Perrigo Reports Substantial Q1 Loss of $398.6M Driven by $330.8M Goodwill Impairment Amidst Sales Decline and Increased Cash Burn

Analysis by Arik Shkolnikov
Sentiment info
Negative
Importance info
9
Price
$12.26
Mkt Cap
$1.688B
52W Low
$9.225
52W High
$28.435
Market data snapshot near publication time

summarizeSummary

Perrigo Company plc reported a significant net loss of $398.6 million for Q1 2026, primarily due to a $330.8 million goodwill impairment, alongside decreased net sales and increased operating cash burn.


check_boxKey Events

  • Substantial Net Loss Reported

    Perrigo reported a net loss of $398.6 million, or $(2.87) per diluted share, for Q1 2026, a significant increase from a $6.4 million net loss in Q1 2025. This confirms the Q1 loss previously reported in a news article and 8-K on May 6, 2026, providing full financial details.

  • Major Goodwill Impairment Charge

    The Q1 loss was primarily driven by $330.8 million in goodwill impairment charges, impacting the Women's Health ($77.4M), Infant Formula ($66.3M, fully impaired), and Oral Care ($187.2M, fully impaired) reporting units.

  • Decreased Net Sales and Increased Operating Cash Burn

    Total net sales declined by 7.2% to $969.2 million, primarily due to lower consumption in Self Care products. Net cash used in operating activities increased to $113.6 million in Q1 2026 from $64.5 million in Q1 2025.

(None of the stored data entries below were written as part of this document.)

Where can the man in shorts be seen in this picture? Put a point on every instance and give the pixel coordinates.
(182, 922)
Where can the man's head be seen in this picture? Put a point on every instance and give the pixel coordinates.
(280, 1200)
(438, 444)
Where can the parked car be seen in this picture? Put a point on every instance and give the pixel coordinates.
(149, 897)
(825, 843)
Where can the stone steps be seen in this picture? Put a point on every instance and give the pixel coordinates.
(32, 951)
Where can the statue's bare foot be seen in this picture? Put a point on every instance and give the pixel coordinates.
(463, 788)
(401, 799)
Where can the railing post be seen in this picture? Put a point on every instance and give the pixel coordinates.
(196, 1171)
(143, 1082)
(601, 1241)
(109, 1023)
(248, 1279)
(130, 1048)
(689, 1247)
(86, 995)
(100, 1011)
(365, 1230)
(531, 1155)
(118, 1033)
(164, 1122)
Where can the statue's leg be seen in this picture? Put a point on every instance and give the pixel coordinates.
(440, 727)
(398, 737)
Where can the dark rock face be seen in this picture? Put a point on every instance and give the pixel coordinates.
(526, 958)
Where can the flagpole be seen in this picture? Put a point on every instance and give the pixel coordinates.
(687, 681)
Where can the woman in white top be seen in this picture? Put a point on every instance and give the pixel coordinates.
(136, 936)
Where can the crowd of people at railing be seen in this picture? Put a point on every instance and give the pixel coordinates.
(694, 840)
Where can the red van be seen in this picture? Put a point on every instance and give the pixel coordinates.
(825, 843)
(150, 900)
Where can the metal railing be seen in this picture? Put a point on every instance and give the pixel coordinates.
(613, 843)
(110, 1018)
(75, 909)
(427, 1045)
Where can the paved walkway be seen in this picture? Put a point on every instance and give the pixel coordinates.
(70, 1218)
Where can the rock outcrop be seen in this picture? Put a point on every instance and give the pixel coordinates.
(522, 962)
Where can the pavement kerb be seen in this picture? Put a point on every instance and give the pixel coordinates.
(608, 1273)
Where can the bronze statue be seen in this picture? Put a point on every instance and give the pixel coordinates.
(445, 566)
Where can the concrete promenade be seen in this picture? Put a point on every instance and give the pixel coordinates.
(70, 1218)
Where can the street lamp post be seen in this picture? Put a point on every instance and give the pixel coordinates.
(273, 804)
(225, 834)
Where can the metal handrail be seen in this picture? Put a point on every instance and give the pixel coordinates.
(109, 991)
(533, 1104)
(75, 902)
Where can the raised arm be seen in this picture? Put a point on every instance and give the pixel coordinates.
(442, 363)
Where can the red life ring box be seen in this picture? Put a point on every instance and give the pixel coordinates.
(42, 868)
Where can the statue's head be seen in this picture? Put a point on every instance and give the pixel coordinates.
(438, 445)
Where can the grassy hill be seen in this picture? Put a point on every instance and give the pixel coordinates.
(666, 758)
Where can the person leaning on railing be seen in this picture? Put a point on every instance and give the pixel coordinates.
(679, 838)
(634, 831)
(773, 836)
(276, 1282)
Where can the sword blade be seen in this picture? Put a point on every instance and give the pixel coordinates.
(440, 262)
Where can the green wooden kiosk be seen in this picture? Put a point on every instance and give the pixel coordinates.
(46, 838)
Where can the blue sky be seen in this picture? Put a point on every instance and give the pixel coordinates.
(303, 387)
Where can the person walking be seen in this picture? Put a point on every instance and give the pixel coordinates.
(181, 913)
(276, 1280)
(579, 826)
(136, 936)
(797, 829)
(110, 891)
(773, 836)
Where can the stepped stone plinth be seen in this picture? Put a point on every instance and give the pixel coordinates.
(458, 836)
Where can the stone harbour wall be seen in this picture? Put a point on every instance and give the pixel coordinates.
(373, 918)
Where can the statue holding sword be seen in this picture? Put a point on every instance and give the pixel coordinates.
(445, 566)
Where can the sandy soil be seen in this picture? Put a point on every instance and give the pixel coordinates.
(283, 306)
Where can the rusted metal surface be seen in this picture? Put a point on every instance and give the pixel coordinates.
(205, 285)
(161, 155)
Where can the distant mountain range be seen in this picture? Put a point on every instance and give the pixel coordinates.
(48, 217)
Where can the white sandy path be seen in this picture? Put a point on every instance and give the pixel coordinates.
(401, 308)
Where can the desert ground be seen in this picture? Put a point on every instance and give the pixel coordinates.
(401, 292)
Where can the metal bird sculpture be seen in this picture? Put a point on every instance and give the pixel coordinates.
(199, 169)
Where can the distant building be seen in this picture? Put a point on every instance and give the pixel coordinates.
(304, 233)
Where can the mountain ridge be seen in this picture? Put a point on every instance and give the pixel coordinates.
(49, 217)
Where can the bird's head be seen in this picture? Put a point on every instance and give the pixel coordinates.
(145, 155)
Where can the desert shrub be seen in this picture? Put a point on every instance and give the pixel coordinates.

  • Credit Rating Downgrades and Outlook Adjustments

    S&P downgraded Perrigo's issuer credit rating to B+ from BB- on March 16, 2026. Fitch and Moody's also adjusted their outlooks to negative on March 31, 2026, and March 16, 2026, respectively, leading to an increased interest rate on 2030 notes.


auto_awesomeAnalysis

Perrigo Company plc's Q1 2026 results reveal a significant deterioration in financial performance, with a net loss of $398.6 million, primarily attributable to a substantial $330.8 million goodwill impairment charge. This impairment, affecting the Women's Health, Infant Formula, and Oral Care reporting units, signals a re-evaluation of asset values and underlying business challenges. The company also experienced a 7.2% decline in net sales and a notable increase in cash used for operating activities, indicating ongoing operational pressures. While the recent completion of the Dermacosmetics business sale for €305.6 million upfront cash and the extension of the revolving credit facility provide some liquidity and financial flexibility, these positive developments are overshadowed by the magnitude of the loss, increased restructuring charges, and recent credit rating downgrades. Investors should be concerned about the persistent legal and tax contingencies, which continue to pose potential financial risks, and the ongoing strategic review of the Infant Formula business.

At the time of this filing, PRGO was trading at $12.26 on NYSE in the Life Sciences sector, with a market capitalization of approximately $1.7B. The 52-week trading range was $9.23 to $28.44. This filing was assessed with negative market sentiment and an importance score of 9 out of 10.